Consequence: as long as a desired ‘functionality’ of a mannequin might be measured by evaluating completions of an AR mannequin on a set of prompts that occurr with small chance, cross-entropy can not distinguish between succesful and poor fashions. For any language mannequin with good efficiency on a restricted benchmark, we can discover one other language mannequin that matches the unique on cross entropy loss, however which fails on the benchmark fully.

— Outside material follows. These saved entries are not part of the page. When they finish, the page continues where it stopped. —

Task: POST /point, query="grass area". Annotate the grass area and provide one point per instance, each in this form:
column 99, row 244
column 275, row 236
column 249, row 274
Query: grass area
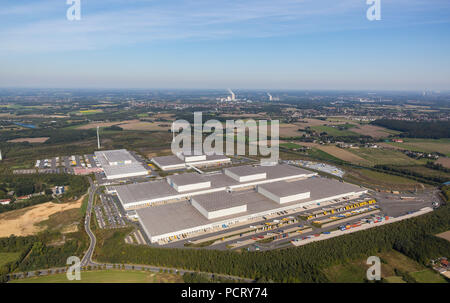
column 351, row 272
column 425, row 145
column 84, row 204
column 90, row 111
column 384, row 156
column 426, row 171
column 290, row 145
column 63, row 220
column 375, row 179
column 427, row 276
column 7, row 257
column 321, row 155
column 391, row 262
column 108, row 276
column 334, row 131
column 394, row 279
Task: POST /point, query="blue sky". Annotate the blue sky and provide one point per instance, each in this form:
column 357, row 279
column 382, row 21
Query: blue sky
column 270, row 44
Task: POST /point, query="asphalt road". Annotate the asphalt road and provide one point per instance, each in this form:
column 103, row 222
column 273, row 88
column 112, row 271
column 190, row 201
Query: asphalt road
column 87, row 259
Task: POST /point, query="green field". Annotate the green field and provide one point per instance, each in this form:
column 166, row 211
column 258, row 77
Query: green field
column 425, row 145
column 384, row 156
column 394, row 279
column 427, row 276
column 333, row 131
column 5, row 258
column 290, row 145
column 375, row 179
column 108, row 276
column 355, row 271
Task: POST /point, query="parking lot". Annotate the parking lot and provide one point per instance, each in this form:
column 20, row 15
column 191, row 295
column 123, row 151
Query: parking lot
column 386, row 204
column 107, row 213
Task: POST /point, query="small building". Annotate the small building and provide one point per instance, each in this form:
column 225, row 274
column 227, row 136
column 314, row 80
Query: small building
column 5, row 201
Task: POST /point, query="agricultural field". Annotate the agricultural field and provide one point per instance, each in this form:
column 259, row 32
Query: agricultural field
column 391, row 263
column 373, row 130
column 427, row 171
column 376, row 156
column 444, row 162
column 30, row 140
column 427, row 276
column 26, row 221
column 444, row 235
column 6, row 257
column 373, row 179
column 290, row 145
column 131, row 125
column 423, row 145
column 90, row 111
column 343, row 154
column 333, row 131
column 108, row 276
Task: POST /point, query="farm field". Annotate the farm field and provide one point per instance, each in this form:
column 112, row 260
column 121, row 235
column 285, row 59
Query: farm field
column 384, row 156
column 373, row 131
column 6, row 257
column 444, row 162
column 373, row 179
column 290, row 145
column 424, row 145
column 427, row 276
column 131, row 125
column 355, row 271
column 334, row 131
column 394, row 279
column 108, row 276
column 25, row 221
column 343, row 154
column 444, row 235
column 427, row 171
column 30, row 140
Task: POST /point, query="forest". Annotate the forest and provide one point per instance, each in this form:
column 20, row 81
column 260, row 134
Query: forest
column 422, row 129
column 412, row 237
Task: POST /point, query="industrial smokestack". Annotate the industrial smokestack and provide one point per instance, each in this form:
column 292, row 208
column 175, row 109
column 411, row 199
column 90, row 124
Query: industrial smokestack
column 98, row 139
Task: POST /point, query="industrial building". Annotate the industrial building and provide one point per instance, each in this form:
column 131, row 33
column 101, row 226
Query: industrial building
column 209, row 212
column 120, row 163
column 187, row 204
column 182, row 161
column 184, row 186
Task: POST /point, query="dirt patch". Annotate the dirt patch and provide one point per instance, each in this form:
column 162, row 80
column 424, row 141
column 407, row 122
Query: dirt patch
column 30, row 140
column 444, row 235
column 444, row 162
column 342, row 154
column 23, row 222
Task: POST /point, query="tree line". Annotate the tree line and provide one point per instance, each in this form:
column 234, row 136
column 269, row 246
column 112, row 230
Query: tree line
column 420, row 129
column 413, row 237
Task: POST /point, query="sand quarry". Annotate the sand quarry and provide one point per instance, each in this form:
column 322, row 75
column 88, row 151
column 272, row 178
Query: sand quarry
column 22, row 222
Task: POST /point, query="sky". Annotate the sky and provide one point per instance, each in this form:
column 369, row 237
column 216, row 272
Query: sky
column 242, row 44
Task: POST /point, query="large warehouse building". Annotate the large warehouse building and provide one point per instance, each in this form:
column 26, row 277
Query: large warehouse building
column 208, row 212
column 186, row 204
column 184, row 186
column 120, row 164
column 181, row 161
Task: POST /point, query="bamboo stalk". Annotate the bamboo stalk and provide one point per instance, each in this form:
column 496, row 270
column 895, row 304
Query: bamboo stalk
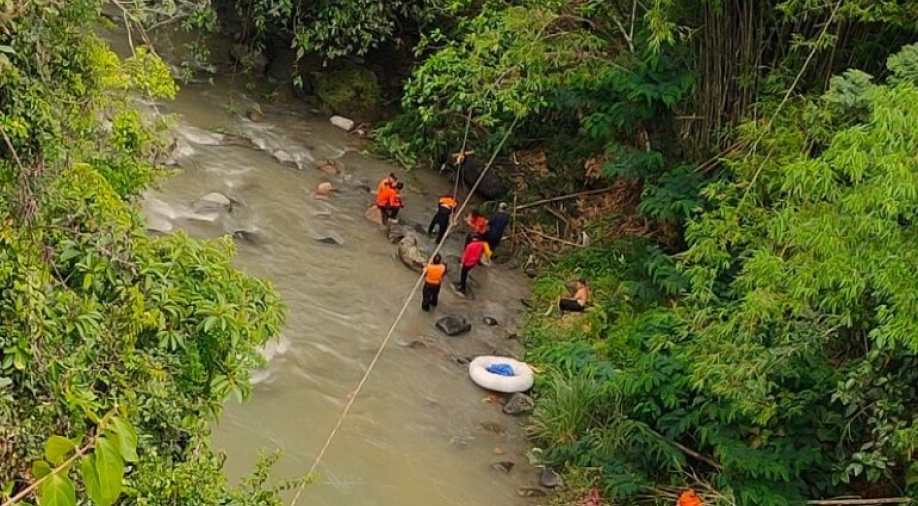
column 857, row 502
column 563, row 197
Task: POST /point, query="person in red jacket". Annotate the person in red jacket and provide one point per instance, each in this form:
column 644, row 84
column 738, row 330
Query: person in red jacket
column 471, row 257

A very good illustration of the small chance immediate set is given by Xie et al (2021) Â who interpret in-context studying capacity of language fashions as implicit Bayesian inference. In that paper, the set of prompts that correspond to in-context few-shot studying prompts have vanishing chance underneath the mannequin, but the mannequin provides significant responses in that case.

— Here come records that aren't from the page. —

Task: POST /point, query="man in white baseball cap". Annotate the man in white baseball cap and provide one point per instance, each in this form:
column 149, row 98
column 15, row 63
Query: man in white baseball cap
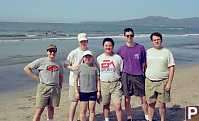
column 82, row 37
column 72, row 63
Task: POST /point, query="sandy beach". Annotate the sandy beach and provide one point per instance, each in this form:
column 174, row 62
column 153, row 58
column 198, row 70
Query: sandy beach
column 19, row 106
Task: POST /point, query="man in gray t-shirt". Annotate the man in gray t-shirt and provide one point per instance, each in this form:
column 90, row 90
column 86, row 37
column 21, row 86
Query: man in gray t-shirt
column 50, row 82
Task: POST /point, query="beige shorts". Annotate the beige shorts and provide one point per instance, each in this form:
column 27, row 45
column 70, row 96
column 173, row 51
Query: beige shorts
column 48, row 95
column 72, row 93
column 111, row 91
column 155, row 91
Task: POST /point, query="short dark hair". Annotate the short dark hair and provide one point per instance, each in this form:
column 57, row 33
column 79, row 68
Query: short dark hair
column 108, row 40
column 128, row 30
column 156, row 34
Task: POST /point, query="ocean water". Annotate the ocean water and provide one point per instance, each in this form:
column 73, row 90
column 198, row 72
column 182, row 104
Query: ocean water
column 17, row 49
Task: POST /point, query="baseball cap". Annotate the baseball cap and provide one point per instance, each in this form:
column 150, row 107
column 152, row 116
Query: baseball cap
column 51, row 46
column 87, row 52
column 82, row 36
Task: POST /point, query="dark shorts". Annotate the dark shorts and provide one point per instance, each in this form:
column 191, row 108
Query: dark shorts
column 91, row 96
column 133, row 84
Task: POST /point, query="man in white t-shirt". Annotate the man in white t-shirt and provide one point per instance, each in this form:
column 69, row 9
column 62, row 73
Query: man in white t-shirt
column 159, row 75
column 72, row 63
column 110, row 66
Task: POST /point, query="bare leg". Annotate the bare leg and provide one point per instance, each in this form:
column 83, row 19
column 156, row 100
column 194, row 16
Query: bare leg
column 118, row 110
column 83, row 109
column 162, row 111
column 106, row 110
column 72, row 110
column 50, row 113
column 151, row 110
column 38, row 113
column 128, row 107
column 92, row 110
column 144, row 105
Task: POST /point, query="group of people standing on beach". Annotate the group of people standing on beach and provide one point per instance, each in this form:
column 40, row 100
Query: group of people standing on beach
column 110, row 78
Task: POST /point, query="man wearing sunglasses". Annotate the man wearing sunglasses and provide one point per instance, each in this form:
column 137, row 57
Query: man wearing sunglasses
column 133, row 80
column 72, row 63
column 50, row 77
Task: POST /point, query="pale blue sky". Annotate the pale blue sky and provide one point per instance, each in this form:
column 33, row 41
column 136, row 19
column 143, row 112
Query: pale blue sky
column 94, row 10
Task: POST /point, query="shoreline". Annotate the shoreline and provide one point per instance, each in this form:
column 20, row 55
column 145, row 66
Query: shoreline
column 19, row 106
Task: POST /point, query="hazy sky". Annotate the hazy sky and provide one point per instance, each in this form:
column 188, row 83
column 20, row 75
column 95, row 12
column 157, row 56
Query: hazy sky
column 94, row 10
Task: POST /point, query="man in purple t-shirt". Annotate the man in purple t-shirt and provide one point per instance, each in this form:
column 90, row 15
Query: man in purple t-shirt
column 133, row 80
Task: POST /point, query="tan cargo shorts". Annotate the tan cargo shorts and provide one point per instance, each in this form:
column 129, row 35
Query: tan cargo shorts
column 155, row 91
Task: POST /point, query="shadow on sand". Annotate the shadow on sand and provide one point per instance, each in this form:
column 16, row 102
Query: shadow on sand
column 175, row 113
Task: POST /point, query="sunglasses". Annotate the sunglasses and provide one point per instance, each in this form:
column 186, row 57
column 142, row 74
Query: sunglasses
column 131, row 35
column 52, row 50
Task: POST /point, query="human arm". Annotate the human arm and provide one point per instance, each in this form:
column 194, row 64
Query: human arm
column 170, row 78
column 29, row 72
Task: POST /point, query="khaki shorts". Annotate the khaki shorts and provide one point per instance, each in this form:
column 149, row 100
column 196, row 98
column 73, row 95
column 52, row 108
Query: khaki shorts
column 72, row 93
column 155, row 91
column 48, row 95
column 111, row 91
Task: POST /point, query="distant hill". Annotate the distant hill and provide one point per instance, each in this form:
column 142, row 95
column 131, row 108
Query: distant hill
column 156, row 21
column 143, row 25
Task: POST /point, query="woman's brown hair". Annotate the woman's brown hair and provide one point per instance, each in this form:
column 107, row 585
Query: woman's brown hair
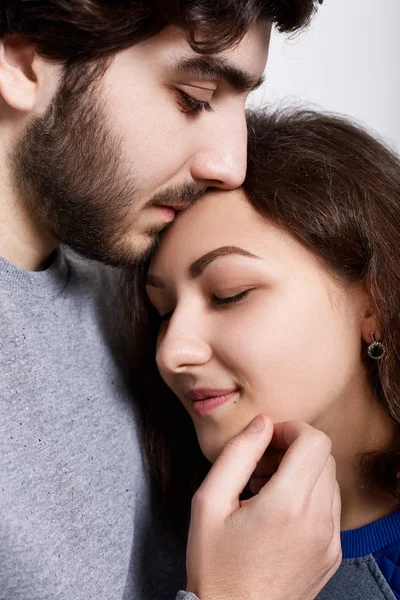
column 337, row 189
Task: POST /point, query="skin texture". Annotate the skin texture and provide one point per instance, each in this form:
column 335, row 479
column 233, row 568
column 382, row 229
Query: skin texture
column 88, row 168
column 291, row 346
column 129, row 141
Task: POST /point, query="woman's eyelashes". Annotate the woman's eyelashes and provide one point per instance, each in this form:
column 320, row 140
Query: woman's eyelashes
column 215, row 301
column 230, row 299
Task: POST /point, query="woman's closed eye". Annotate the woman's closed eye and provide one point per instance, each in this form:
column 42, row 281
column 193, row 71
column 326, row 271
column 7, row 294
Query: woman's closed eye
column 217, row 300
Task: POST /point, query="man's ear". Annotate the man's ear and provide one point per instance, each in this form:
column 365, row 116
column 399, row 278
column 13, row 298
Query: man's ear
column 18, row 80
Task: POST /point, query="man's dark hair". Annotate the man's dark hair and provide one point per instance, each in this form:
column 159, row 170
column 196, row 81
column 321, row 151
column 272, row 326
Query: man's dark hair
column 77, row 30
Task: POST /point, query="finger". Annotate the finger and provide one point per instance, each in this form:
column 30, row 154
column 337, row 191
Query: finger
column 308, row 451
column 233, row 468
column 337, row 511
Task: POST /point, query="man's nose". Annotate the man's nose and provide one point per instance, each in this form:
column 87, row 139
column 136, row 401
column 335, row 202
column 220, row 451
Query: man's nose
column 180, row 350
column 222, row 159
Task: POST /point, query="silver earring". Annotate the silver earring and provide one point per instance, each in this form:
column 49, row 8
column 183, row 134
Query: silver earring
column 376, row 350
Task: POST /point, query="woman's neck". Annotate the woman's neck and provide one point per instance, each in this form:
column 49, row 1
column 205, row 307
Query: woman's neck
column 360, row 425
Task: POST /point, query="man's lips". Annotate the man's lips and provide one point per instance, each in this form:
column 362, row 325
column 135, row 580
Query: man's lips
column 205, row 400
column 168, row 213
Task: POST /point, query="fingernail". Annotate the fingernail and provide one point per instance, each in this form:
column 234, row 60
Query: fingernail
column 256, row 425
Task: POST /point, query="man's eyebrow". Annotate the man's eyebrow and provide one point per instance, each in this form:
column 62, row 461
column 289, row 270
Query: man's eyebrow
column 198, row 266
column 213, row 67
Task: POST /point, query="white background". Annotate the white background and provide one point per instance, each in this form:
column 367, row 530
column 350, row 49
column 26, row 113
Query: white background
column 347, row 62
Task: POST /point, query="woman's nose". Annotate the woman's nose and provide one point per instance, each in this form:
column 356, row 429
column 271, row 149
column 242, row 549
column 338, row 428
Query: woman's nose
column 179, row 352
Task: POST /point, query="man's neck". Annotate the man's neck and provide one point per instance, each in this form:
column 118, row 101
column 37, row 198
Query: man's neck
column 23, row 242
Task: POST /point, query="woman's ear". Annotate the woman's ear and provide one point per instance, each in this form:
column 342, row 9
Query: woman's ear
column 18, row 80
column 371, row 324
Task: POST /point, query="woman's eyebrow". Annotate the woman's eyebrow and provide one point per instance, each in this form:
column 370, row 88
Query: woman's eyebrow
column 198, row 266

Language Fashions and the Interpolation Regime
Through the years, a lot of mathematical fashions, ideas and evaluation regimes have been put ahead in an try and generate significant explanations of the success of deep studying. One such concept is to review optimization within the interpolation regime: when our fashions are highly effective sufficient to realize zero coaching error, and mimimizing the coaching loss thus turns into an underdetermined downside. The fascinating excellent query turns into which of the worldwide minima of the coaching loss our optimization selects.
The eventualities typically studied on this regime embrace regression with a finite variety of samples or separable classification the place even a easy linear mannequin can attain zero coaching error. I am very excited in regards to the prospect of learning AR generative fashions within the interpolation regime: the place cross entropy approaches the entropy of the coaching information. Can we are saying one thing in regards to the varieties of OOD behaviour gradient-based optimization favours in such circumstances?